From 852f5ae34cbfdf138569e152553d0d6a77095692 Mon Sep 17 00:00:00 2001
From: aw123456dew <1444236498@qq.com>
Date: Tue, 7 Apr 2026 17:08:37 +0800
Subject: [PATCH] fix: jianying draft export failure due to floating-point
 precision in audio duration

---
 app/services/jianying_task.py | 44 +++++++++++++++++++--
 webui.py                      | 73 ++++++++++++++++++++++-------------
 2 files changed, 87 insertions(+), 30 deletions(-)

diff --git a/app/services/jianying_task.py b/app/services/jianying_task.py
index 52a32a6..25b4a74 100644
--- a/app/services/jianying_task.py
+++ b/app/services/jianying_task.py
@@ -1,5 +1,6 @@
 import json
 import os
+import subprocess
 import time
 from os import path
 from loguru import logger
@@ -12,6 +13,36 @@ from app.services import state as sm
 from app.utils import utils
 
 
+def get_audio_duration_ffprobe(audio_file: str) -> float:
+    """
+    使用ffprobe获取音频文件的精确时长（秒）
+    
+    Args:
+        audio_file: 音频文件路径
+        
+    Returns:
+        float: 音频时长（秒），精确到微秒
+    """
+    try:
+        cmd = [
+            'ffprobe',
+            '-v', 'error',
+            '-show_entries', 'format=duration',
+            '-of', 'csv=p=0',
+            audio_file
+        ]
+        result = subprocess.run(cmd, capture_output=True, text=True, check=True)
+        duration = float(result.stdout.strip())

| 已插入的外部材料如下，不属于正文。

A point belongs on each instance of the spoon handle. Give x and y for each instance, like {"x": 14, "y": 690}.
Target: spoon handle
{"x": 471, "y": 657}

+        logger.debug(f"使用ffprobe获取音频时长: {duration:.6f}秒")
+        return duration
+    except subprocess.CalledProcessError as e:
+        logger.error(f"ffprobe执行失败: {e.stderr}")
+        raise
+    except Exception as e:
+        logger.error(f"获取音频时长失败: {str(e)}")
+        raise
+
+
 def start_export_jianying_draft(task_id: str, params: VideoClipParams):
     """
     导出到剪映草稿的后台任务
@@ -166,11 +197,18 @@ def start_export_jianying_draft(task_id: str, params: VideoClipParams):
             # 处理音频
             if item['OST'] in [0, 2]:  # 需要TTS的片段
                 if os.path.exists(audio_file):
-                    # 添加TTS音频片段
-                    # 对于音频片段，target_timerange的第二个参数是持续时间
+                    # 使用ffprobe获取精确的音频时长，避免因TTS引擎差异导致时长不匹配
+                    actual_audio_duration = get_audio_duration_ffprobe(audio_file)
+                    logger.info(f"音频文件实际时长: {actual_audio_duration:.6f}秒, 脚本时长(视频): {duration:.3f}秒")
+                    
+                    # 使用音频实际时长和视频时长中的较小值，确保不超过素材时长
+                    # 当TTS语速调整时，音频可能比视频长或短，取较小值可以避免超出素材
+                    safe_duration = min(actual_audio_duration, duration)
+                    logger.info(f"使用时长: {safe_duration:.6f}秒 (取音频和视频时长的较小值)")
+                    
                     audio_segment = AudioSegment(
                         audio_file,
-                        trange(f"{current_time}s", f"{duration}s")
+                        trange(f"{current_time}s", f"{safe_duration}s")
                     )
                     script.add_segment(audio_segment, '音频轨道')
                 else:
diff --git a/webui.py b/webui.py
index 6a58e7c..d2ab42b 100644
--- a/webui.py
+++ b/webui.py
@@ -1,6 +1,7 @@
 import streamlit as st
 import os
 import sys
+import time
 from loguru import logger
 from app.config import config
 from webui.components import basic_settings, video_settings, audio_settings, subtitle_settings, script_settings, \
@@ -221,6 +222,45 @@ def render_generate_button():
             time.sleep(0.5)
 
 
+def get_voice_name_for_tts_engine(tts_engine: str) -> str:
+    """根据TTS引擎获取用户选择的音色"""
+    if tts_engine == 'doubaotts':
+        return st.session_state.get('voice_name', config.ui.get('doubaotts_voice_type', 'BV700_streaming'))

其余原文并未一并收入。